Emma Codd, one of Deloitte's most senior women.

Deloitte's gender pay gap is 17.8%

But when job grade is taken into account the gulf is just 1.5%.

by Rachel Savage
Last Updated: 18 Dec 2015

Is it good PR or a foolhardy shot in the foot for a large company to publish its gender pay gap before the government makes it mandatory? Deloitte clearly thinks the former – it’s admitted it pays female employees 17.8% less than their male counterparts.

But the accountancy giant pointed out that when job grade is taken into account that gap narrows to 1.5%. ‘This illustrates that for Deloitte, the issue is far less about how we pay our people and more about the number of women employed at senior grades,’ said Deloitte UK’s senior partner and chief executive David Sproul.

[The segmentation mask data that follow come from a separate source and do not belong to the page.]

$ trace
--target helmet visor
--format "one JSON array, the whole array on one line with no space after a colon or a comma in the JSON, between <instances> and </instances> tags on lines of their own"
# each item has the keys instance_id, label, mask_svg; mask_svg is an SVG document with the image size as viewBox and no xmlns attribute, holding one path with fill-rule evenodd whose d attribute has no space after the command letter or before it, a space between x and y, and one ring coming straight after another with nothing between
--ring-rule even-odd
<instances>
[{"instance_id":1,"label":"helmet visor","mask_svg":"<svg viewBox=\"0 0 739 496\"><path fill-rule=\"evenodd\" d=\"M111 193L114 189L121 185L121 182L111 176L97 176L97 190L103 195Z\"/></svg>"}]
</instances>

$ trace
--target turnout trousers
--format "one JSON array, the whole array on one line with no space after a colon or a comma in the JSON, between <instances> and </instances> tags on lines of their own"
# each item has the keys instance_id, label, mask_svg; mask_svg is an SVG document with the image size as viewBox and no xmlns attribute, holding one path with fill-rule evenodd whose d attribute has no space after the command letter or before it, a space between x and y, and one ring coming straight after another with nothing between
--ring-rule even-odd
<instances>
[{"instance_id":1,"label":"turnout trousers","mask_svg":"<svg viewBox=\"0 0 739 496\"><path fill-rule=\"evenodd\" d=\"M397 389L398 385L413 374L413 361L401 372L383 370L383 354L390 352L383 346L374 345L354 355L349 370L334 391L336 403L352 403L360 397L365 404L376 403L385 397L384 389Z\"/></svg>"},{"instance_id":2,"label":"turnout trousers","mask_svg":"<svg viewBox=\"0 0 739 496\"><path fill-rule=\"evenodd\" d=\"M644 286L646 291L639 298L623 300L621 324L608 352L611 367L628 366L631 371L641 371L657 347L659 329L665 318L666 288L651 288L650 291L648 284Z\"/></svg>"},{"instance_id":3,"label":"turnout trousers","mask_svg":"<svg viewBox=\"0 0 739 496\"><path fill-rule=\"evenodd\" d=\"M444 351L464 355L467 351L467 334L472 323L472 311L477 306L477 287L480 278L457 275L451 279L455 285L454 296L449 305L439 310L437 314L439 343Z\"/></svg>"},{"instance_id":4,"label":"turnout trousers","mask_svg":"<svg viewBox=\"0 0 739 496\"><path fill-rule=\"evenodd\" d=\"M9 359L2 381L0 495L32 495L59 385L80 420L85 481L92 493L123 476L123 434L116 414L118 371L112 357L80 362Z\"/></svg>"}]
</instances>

It says it’s trying to tackle that too, with a target of 25% female partners by 2020. In its most recent round of partner promotions in June, 22 out of the 75 new appointments were women. That’s a similar proportion to rivals EY and PwC (KPMG’s promotions take place in September). It’s also an improvement on the 13 female partners out of 65 in 2014.

Given PwC published its gender pay gap (15.1%, or 2.5% when grades are accounted for) last November, it makes sense for the rest of the ‘Big Four’ to follow suit rather than risk looking behind the all-important diversity curve. After all, companies with more than 250 employees will have to publish their gender pay gaps eventually, once the government’s finished a consultation.

Read more – Deloitte managing partner Emma Codd: 'I've been traumatised by losing two hours with my children'

It’ll take more data coming out, though, before it’s really clear which companies and industries have the worst record when it comes to paying and promoting women.

The Office for National Statistics put the full-time gender pay gap at 9.4% last year. That widens to 19.1% when the army of part-time women is taken into account. But Deloitte and PwC haven’t published data on full vs part-time, though, so one can’t say if they are really better or worse than the average UK employer.

There will, no doubt, be more debate about whether pay really is the best way to analyse and fix gender equality. At a company as big as Deloitte, which employs more than 14,000 people in the UK, the gap can be used as a proxy for the proportion of women in senior positions, and so one metric by which to measure and address that disparity.

But smaller companies job grades may not be so easily defined and compared. In our opinion, more transparency is generally a good thing. We’ll have to wait for the government’s new requirements to take effect, though, before we can really see the scope and impact of reporting the gender pay gap.